Ils lui disaient, "on veut couper ce virage, il faut raser ta maison".
Elle résistait.
Tu penses bien, voir les tracto-pelles et autres engins de destruction détruire ta maison, ton foyer, là où tes quatre fils ont grandi, là où ton mari est mort.
Je vois la chaise bleu pâle, bleu ciel, je vois les fils de plastique qui en font le dossier, des fils comme les fils à linge, tu vois?
Je suis sur les genoux de Papi. Je regarde le rosier qui grimpe sur le mur décrépi de l'ancien relais de poste. Il y a même encore les anneaux dans la pierre. Là où on attachait les chevaux. Tu vois un anneau et tu imagines la scène. Le cheval devant le mur de pierres. On ne la voit pas la pierre, elle est cachée par un revêtement un peu gris, comme on faisait partout avant que la pierre revienne à la mode et qu'on sache bien l'isoler.
Et puis le rosier rouge, qui s'accroche et qui monte au ciel.
J'aime les rosiers. Je ne sais pas si c'est grâce à ce souvenir là, je en sais même pas si ce souvenir est un vrai souvenir ou si je l'ai reconstitué avec des photos, des mots, des histoires que l'on m'aurait transmises. Mais quand même. J'ai l'image de cette chaise, des bras de Papi, et même si je me trompe, c'est mon souvenir. Alors les roses, les roses roses et les rouges, les pêches, et les blanches, les petites et les grosses, les fines et les pulpeuses veloutées. J'aime les roses.
Le virage a été coupé. Il reste un petit triangle d'herbe à la place de la maison de Mamie. C'est fou comme c'est petit. C'est devenu petit depuis que Mamie est partie, son mauvais caractère et sa générosité, son sourire et sa gaité.
Je me souviens de ce qui servait de cabane pour les toilettes, dans un autre coin du champ qui était derrière la maison. On ne dirait plus un champ maintenant, il n'y a plus que des broussailles.
La cour dans laquelle se garait la camionnette de l'épicier, celui qui vendait du raisin et du chocolat Milka, n'est plus. On dirait que la route a tout mangé. La maison, et le rosier. Mais pas les souvenirs.
Les pierres sont ailleurs. La maison de Mamie n'est pas tout à fait disparue. Elle forme un cube de 3 mètres de long sur 1 m environ de haut. Des pierres plates, posées les unes sur les autres, dans un autre champ, en attendant de reprendre vie, de recréer un nouveau foyer.
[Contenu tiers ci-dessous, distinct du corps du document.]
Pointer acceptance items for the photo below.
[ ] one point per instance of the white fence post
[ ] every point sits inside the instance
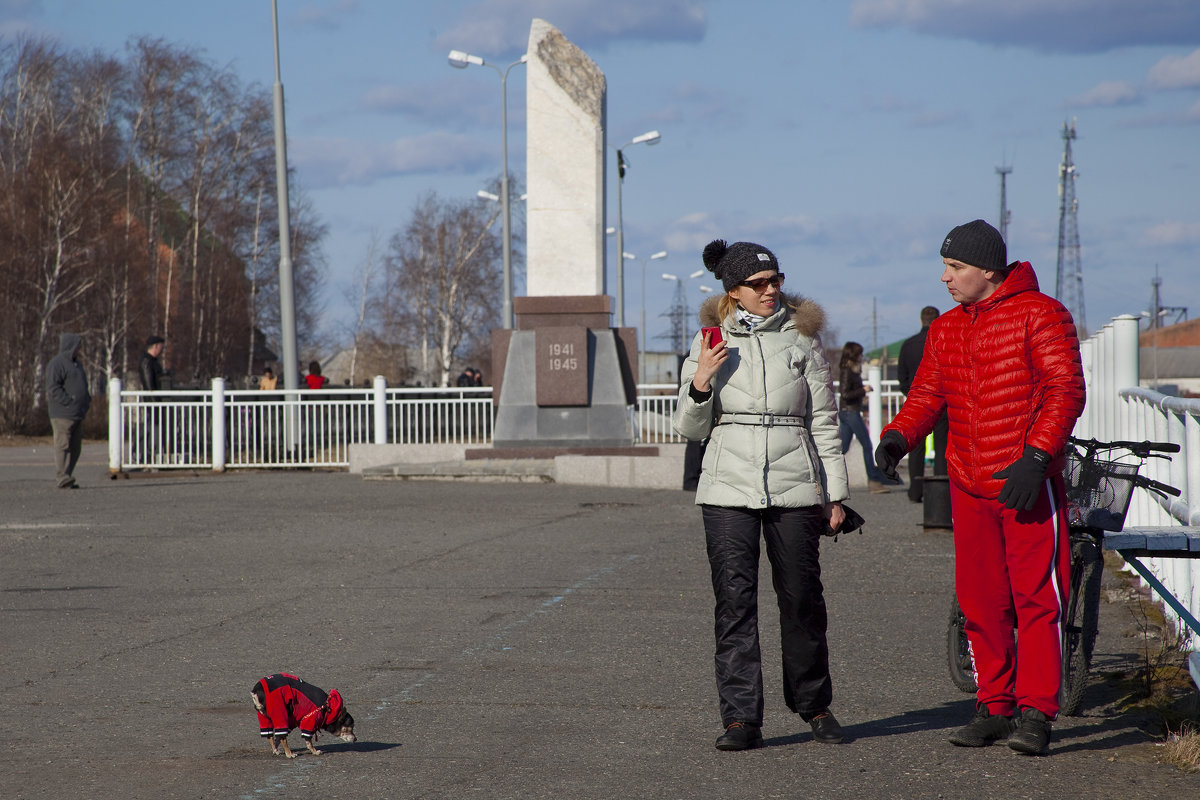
(875, 403)
(219, 427)
(1125, 368)
(379, 403)
(115, 435)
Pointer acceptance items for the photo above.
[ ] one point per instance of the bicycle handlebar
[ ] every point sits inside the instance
(1143, 449)
(1155, 486)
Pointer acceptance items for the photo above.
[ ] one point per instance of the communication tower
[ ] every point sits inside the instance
(1005, 214)
(1069, 284)
(677, 314)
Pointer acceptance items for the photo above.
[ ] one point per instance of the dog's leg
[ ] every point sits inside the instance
(287, 749)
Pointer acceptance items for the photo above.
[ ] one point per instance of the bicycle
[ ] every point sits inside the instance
(1098, 493)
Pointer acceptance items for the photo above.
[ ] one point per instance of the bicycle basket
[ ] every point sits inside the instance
(1098, 492)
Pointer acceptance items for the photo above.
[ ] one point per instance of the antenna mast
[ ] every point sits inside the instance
(1005, 214)
(1069, 284)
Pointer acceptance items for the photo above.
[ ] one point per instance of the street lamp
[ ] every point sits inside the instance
(649, 137)
(641, 338)
(461, 60)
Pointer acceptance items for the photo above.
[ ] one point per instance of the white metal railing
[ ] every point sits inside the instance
(1117, 409)
(219, 428)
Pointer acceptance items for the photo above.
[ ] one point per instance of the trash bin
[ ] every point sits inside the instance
(936, 498)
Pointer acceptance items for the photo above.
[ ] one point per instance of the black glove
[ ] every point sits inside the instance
(889, 452)
(1024, 479)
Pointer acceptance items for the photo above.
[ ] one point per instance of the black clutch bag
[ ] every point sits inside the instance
(853, 522)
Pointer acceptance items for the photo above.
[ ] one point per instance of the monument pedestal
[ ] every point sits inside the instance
(564, 378)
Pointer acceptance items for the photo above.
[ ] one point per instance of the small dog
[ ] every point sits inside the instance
(285, 702)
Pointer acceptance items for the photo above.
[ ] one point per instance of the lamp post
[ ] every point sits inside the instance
(641, 340)
(649, 137)
(461, 60)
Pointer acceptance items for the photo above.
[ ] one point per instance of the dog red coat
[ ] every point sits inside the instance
(292, 703)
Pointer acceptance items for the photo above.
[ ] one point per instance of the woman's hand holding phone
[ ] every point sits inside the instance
(713, 354)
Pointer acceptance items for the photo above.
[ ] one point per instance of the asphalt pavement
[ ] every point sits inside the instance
(491, 641)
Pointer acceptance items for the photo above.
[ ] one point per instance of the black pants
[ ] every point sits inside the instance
(917, 458)
(793, 546)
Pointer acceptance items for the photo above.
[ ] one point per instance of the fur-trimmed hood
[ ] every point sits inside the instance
(807, 314)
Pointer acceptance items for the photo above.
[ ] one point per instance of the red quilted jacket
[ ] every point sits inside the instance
(1008, 374)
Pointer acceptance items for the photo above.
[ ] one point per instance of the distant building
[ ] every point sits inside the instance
(1169, 359)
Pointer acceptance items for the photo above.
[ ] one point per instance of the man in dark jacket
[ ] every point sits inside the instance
(910, 359)
(67, 397)
(149, 368)
(1005, 367)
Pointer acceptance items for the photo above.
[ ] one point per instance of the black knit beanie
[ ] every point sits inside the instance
(978, 245)
(735, 263)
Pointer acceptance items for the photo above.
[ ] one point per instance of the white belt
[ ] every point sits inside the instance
(766, 420)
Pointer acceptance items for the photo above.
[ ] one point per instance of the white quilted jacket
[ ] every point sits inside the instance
(779, 368)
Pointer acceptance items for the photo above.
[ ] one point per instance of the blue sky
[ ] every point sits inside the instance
(847, 137)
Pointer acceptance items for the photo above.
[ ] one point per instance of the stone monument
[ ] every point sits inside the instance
(564, 377)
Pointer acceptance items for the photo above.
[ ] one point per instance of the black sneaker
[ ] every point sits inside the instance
(1032, 734)
(826, 728)
(739, 735)
(983, 729)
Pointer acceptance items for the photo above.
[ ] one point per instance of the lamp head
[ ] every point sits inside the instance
(460, 60)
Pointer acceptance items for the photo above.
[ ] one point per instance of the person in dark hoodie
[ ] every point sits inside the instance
(67, 397)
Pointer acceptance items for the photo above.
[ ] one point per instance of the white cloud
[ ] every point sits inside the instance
(1175, 72)
(325, 14)
(1174, 234)
(1049, 25)
(351, 162)
(1107, 95)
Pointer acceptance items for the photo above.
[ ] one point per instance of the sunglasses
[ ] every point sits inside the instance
(761, 284)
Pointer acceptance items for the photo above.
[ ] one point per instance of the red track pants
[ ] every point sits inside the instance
(1011, 571)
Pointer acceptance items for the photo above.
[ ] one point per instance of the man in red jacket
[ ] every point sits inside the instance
(1005, 367)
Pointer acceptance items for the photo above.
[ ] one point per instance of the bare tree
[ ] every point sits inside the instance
(136, 197)
(447, 268)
Il y a un temps pour tout.
Les souvenirs qui font l'avenir, les pierres qui continuent d'abriter, et le rosier.
Hier, j'ai reçu une photo.
Le rosier de Mamie, transplanté, déplacé, oublié, retrouvé, dégagé, enfin, admiré.
La rose rouge sur la table, la plus belle rose du rosier de Mamie, j'en suis sûre.

13 commentaires:

  1. Oh une route qui mange une maison. Pas bon.
    Oh une rose d'un rosier éternel. Bon.
    Souvenirs sur les genoux, caressant les pierres qui ont tout le temps.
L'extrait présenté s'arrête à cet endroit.